Aqui há umas décadas, mais do que gostaria de admitir, fui ao Porto visitar um amigo que tinha partido uma perna. Tal, contudo, não o impediu de nos servir, com inesperada vitalidade e esperado entusiamo, de guia das atracções turísticas da hoje tão atraente e vibrante cidade líquida. Ao fim da tarde, fomos tomar um copo a um bar no Graham, decorado à Pub, o que era então novidade.

Na parede ao lado do banco onde me sentei, estava um dístico, que dizia ”Remember the golden rule: he, who has the money, makes the rules”. Nunca esqueci esta frase.
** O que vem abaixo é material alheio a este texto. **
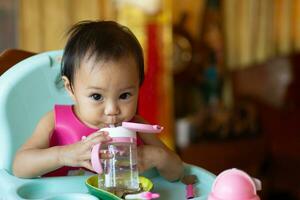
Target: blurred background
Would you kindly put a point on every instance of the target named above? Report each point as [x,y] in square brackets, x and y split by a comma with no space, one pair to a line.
[222,76]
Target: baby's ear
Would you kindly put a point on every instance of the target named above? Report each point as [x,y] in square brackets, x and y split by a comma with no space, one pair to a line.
[68,86]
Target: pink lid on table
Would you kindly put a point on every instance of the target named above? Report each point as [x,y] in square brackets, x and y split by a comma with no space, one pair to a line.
[144,128]
[234,184]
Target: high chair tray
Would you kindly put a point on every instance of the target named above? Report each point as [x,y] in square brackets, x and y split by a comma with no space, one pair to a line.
[73,187]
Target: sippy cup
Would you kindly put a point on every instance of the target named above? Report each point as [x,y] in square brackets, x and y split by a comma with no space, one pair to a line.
[234,184]
[116,161]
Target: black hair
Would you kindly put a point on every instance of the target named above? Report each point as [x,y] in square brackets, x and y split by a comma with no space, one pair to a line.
[103,39]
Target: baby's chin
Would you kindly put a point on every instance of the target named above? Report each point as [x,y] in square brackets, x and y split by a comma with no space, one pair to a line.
[109,125]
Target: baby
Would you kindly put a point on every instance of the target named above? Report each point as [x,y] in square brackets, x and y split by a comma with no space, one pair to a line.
[102,70]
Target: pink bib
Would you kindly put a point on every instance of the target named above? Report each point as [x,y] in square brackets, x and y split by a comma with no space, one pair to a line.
[68,130]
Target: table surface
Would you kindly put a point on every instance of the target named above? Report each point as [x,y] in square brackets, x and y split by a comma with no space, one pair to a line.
[73,187]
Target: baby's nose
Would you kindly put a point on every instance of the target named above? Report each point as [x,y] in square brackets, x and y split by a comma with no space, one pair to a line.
[111,108]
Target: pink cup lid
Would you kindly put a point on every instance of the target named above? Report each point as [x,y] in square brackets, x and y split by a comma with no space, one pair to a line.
[144,128]
[234,184]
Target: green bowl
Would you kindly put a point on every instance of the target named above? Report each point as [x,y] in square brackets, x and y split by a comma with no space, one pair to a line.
[92,185]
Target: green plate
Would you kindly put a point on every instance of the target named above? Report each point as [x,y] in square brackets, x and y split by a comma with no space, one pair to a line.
[92,185]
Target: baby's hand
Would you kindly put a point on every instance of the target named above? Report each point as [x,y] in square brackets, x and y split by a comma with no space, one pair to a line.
[149,156]
[79,154]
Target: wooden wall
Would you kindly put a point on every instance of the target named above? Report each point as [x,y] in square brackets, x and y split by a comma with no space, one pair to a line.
[43,23]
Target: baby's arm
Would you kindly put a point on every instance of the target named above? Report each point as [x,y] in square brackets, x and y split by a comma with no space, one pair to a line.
[156,154]
[36,158]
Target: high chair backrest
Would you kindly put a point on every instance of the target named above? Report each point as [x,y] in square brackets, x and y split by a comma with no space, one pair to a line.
[28,90]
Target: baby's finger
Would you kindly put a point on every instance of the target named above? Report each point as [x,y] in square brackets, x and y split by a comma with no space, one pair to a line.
[88,165]
[95,135]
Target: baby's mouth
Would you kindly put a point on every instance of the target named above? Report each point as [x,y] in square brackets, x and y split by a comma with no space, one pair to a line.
[113,125]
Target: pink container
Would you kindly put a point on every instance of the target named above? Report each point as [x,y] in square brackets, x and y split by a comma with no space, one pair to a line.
[234,184]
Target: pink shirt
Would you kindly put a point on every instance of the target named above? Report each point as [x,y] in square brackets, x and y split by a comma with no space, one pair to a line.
[68,130]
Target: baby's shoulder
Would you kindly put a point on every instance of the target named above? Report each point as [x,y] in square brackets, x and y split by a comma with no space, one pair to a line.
[48,119]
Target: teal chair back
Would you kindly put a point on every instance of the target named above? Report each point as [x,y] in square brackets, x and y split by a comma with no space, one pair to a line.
[28,90]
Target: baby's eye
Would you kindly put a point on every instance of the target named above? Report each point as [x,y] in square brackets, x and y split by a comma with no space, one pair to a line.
[97,97]
[125,95]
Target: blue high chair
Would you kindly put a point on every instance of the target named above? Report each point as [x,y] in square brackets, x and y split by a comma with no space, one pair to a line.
[27,91]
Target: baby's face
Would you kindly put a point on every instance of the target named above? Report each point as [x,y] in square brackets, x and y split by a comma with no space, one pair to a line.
[106,92]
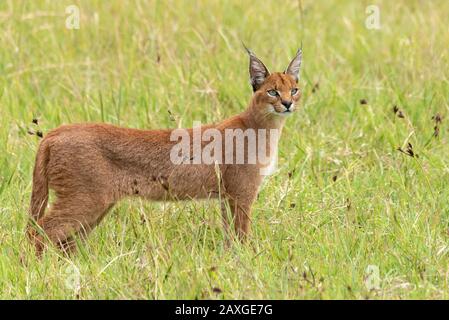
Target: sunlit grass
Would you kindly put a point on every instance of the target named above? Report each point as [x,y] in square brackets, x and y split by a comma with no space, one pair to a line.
[344,198]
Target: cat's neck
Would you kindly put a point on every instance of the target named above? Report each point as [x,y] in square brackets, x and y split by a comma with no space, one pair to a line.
[253,118]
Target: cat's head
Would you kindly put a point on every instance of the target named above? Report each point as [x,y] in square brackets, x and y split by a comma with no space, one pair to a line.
[275,93]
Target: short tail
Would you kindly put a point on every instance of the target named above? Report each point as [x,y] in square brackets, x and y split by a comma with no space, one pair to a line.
[39,195]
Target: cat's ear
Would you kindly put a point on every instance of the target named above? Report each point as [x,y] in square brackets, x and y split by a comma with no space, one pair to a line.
[295,66]
[257,70]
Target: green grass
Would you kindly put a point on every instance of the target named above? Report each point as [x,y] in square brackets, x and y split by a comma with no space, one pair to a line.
[312,237]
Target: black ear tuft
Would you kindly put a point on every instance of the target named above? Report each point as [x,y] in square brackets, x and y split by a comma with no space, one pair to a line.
[257,70]
[295,65]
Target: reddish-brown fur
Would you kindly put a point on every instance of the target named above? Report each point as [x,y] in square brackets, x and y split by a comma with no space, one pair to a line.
[92,166]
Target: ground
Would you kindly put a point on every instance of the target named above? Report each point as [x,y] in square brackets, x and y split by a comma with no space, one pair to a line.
[347,214]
Pelo humor cáustico e pela realidade crua em que gostaríamos de não acreditar, sabendo ter muito de verdade.

Se na época dizê-lo de modo tão frontal era subversivo, hoje não só é a doutrina preponderante como é aceite com indisfarçado júbilo por quem usufrui desse adágio.

Há uns anos, rascunhei um artigo que nunca terminei, a que dei o título de “O Bezeuro de Ouro”. Não era a antecipação da crise que sobreveio no final da década passada. Apenas a impressão que me causava a “financeirasão” da economia e também a deificação do dinheiro, transformado no Senhor único e todo poderoso, com o mercado a servir de igreja e as empresas de crentes.

E desse modo a constatação de que os recursos financeiros estavam a ser desviados da economia para a especulação financeira, que se festejava como um novo maná, em detrimento da produção e da economia, relegando as pessoas (que, na perspectiva da economia, beneficiavam de ser também consumidores, mas na especulação financeira são inúteis), a  “recursos humano” (a expressão é reveladora) um mero custo a manusear numa qualquer equação matemática despida de qualquer consideração ética.

Também reflectia, nesse rascunho, a sensação de que o capitalismo, depois de ter escapado à ameaça comunista e de quase se afirmar como o modelo consensual, se estava a destruir pelo capitalismo de gestores, em que os proprietários do capital deixam de o administrar e o entregam a essa classe de novos sacerdotes da religião monetarista que, além de chorudas remunerações, auferem comissões quando aumentam as acções das empresas que gerem, e se salvaguardam com indemnizações milionárias se forem dispensados por a sua gerência desagradar aos accionistas. O que levou à economia de casino.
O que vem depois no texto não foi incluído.